Points of Interest
Commercial Street, MacMillan Wharf, Provincetown Art Association & Museum, Pilgrim Monument & Provincetown Museum.
No one forgets the first time they visit Provincetown. The narrow and vibrant streets of Provincetown offer a cosmopolitan mix of people, restaurants and stores; the Harbor is bustling with fishing boats and whale watches; and the dunes and beaches beckon the adventurous with bike trails and romantic sunsets. The Pilgrims landed here first, then left for Plymouth in search of fresh water. Later, "P-town", as it known today, was settled by early colonial settlers, and later, Portuguese immigrants, who came here in large numbers to work in the fishing industry. Still later, Provincetown became, and still is, an artist's colony. The thriving gay and lesbian community of Provincetown is a cornerstone of this town's vibrant culture. Many visitors to the Cape make a day trip to Provincetown to go on whale watch and to see the Pilgrim Monument; others show up after sunset for the nightlife. Day or night, Provincetown is a very popular destination for many different kinds of people.

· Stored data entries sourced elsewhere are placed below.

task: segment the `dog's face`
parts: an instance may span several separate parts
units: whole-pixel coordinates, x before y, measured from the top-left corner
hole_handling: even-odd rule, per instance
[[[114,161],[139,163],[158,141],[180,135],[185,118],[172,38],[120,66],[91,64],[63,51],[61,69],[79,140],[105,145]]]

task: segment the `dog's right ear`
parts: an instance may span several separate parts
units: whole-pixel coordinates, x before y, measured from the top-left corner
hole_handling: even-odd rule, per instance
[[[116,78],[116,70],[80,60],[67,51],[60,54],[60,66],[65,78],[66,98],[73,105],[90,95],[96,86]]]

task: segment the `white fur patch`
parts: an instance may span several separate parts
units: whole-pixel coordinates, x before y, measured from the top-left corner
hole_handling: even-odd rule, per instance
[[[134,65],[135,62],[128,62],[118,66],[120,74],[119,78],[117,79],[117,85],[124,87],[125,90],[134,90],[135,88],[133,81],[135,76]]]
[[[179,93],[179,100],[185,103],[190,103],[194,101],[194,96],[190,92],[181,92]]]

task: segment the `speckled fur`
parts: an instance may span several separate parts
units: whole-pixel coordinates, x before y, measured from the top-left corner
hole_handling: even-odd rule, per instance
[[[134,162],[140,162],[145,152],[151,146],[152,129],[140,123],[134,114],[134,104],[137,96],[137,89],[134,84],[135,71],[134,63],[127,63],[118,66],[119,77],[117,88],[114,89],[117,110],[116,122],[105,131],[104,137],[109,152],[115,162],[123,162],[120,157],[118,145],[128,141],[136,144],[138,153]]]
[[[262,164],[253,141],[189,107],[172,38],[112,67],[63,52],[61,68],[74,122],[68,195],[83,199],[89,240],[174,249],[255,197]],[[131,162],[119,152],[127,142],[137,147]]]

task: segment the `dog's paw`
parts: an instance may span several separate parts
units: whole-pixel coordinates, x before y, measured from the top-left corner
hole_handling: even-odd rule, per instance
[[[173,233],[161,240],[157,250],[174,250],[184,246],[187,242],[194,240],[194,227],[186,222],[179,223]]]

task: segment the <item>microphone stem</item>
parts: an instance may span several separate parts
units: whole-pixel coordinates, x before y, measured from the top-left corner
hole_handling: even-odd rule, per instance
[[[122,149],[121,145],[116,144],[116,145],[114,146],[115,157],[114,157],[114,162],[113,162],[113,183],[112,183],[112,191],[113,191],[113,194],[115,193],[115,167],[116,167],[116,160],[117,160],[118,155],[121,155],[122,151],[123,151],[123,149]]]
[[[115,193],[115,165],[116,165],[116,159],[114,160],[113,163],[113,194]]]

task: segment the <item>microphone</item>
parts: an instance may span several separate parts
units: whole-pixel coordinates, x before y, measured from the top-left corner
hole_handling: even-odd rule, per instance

Provincetown (pop. 3,953) is where the Pilgrims first touched ground in 1620 and wrote America's first constitution, the "Mayflower Compact". After staying for 5 weeks they decided to travel on and ended up in Plymouth. The principal industries were whaling and deep-water fishing and it was called "Helltown"by locals. By 1921 the whaling industry came to an end. Today this offbeat town is a haven for artists and alternative culture. It has over 100 motels and inns and in the summer, its population swells to over 30,000.